Even the story of fashion houses opening cafés and restaurants has a different tenor. When Ralph Lauren braved opening an American restaurant called Ralph's on Paris's Left Bank this past spring, he called on bona fide restaurateur Danny Meyer, of Eleven Madison Park and the Shake Shack franchise, to consult. The food at the brand-new Café Kristall inside the Swarovski boutique in Manhattan is the work of Kurt Gutenbrunner, whose West Village restaurant Wallsé has a Michelin star. Designer Marc Jacobs, known for his Breitling Navitimer QUARTZ Chronograph BT-56 timing and trend clairvoyance, opened a café inside his Milan boutique last spring and is reportedly planning to tackle a stand-alone eatery in New York next.

The fashion world is a sponge--or if your imagination prefers, a really absorbent, Egyptian cotton towel. What quickens the pulse of the culture quickens the pulse of the fashion community.

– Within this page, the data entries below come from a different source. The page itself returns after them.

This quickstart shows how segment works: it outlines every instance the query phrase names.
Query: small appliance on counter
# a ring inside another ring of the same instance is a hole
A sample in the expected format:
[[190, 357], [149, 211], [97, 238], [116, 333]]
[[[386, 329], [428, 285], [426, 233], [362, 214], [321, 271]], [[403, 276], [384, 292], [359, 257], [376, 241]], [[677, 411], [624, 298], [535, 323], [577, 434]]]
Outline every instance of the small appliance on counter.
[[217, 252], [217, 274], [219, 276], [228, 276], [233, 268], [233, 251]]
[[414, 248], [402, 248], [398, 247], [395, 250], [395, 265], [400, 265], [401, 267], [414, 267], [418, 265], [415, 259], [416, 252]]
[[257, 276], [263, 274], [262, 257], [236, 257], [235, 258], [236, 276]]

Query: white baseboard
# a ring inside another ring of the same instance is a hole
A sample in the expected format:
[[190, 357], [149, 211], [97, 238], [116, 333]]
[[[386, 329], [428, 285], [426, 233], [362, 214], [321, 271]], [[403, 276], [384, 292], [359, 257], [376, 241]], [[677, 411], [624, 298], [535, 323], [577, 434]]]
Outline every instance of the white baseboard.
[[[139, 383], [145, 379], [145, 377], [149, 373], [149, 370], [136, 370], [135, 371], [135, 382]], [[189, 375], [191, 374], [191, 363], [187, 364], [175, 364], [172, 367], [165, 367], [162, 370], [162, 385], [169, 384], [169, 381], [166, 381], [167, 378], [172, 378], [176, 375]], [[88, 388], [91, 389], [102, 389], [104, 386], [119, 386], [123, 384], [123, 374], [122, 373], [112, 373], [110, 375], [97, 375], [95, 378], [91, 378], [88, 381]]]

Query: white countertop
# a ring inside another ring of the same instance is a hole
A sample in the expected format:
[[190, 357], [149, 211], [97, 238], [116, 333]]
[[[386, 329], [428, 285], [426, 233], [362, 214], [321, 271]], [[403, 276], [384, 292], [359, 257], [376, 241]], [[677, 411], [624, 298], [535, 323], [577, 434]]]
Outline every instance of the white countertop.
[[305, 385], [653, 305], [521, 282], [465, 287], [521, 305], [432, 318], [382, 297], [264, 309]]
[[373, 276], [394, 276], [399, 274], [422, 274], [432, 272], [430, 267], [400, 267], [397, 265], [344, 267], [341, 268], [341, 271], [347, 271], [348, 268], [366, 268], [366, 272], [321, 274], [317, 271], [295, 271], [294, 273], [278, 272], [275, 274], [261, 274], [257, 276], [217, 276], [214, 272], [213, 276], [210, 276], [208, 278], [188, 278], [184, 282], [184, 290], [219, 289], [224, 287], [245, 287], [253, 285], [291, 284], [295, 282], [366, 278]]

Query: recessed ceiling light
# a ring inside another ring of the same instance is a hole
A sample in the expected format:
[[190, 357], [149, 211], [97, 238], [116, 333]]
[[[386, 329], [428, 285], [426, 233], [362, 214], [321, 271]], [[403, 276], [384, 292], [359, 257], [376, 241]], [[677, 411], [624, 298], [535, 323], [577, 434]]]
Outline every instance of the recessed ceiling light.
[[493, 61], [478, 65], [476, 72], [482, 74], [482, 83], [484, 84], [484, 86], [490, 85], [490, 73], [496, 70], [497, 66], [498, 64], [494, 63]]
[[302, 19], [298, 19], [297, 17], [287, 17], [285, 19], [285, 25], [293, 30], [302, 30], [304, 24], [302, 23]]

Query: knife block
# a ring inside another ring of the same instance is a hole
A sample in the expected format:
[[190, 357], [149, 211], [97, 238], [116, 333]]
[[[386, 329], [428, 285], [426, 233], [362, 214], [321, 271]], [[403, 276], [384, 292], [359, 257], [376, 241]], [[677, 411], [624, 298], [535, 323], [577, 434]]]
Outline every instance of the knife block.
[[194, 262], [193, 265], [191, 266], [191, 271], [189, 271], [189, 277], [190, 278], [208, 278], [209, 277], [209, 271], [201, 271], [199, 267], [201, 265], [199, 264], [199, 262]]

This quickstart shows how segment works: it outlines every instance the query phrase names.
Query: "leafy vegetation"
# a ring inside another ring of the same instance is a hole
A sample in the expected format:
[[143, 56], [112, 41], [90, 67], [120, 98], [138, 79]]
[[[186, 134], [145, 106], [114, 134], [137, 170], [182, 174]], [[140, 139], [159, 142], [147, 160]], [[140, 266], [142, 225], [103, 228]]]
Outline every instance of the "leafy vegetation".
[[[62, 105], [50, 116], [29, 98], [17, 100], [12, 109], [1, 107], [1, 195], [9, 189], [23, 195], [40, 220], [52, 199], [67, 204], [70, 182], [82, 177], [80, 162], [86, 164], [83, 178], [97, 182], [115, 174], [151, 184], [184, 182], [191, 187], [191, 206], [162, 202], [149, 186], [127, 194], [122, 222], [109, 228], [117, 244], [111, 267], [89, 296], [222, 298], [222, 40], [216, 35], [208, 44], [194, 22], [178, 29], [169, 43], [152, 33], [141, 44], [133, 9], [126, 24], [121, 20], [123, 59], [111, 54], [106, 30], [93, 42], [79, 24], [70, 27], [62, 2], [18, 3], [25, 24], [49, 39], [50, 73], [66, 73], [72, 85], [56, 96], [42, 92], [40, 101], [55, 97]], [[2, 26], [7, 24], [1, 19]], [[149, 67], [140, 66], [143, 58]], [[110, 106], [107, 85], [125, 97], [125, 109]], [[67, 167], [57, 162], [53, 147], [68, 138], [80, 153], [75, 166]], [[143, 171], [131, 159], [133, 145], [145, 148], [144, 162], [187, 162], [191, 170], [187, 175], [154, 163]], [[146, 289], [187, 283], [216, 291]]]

So perhaps we shouldn't be surprised that forces in America's food movement--from Bobby Flay to Brooklyn's culinary artisans--are exerting a pull on it.

"It's a very exciting moment in food," said Jefferson Hack, the London journalist and editor in chief of the luxury magazine Another. "There's so much innovation and risk-taking going on in that world." He sensed a new kind of chemistry between fashion and gastronomy at a dinner thrown by Miuccia Prada at Le Chateaubriand during Paris Fashion Week this fall at which each dish echoed an element from the designer's collection. For his part, Mr. Hack recently commissioned ten designers, including Frida Giannini of Gucci and Francisco Breitling Navitimer QUARTZ Chronograph BT-59 of Calvin Klein, to work with pâtisseries to create their fantasy cake to be shot for the spring 2011 anniversary issue of Another--and eaten at the accompanying party.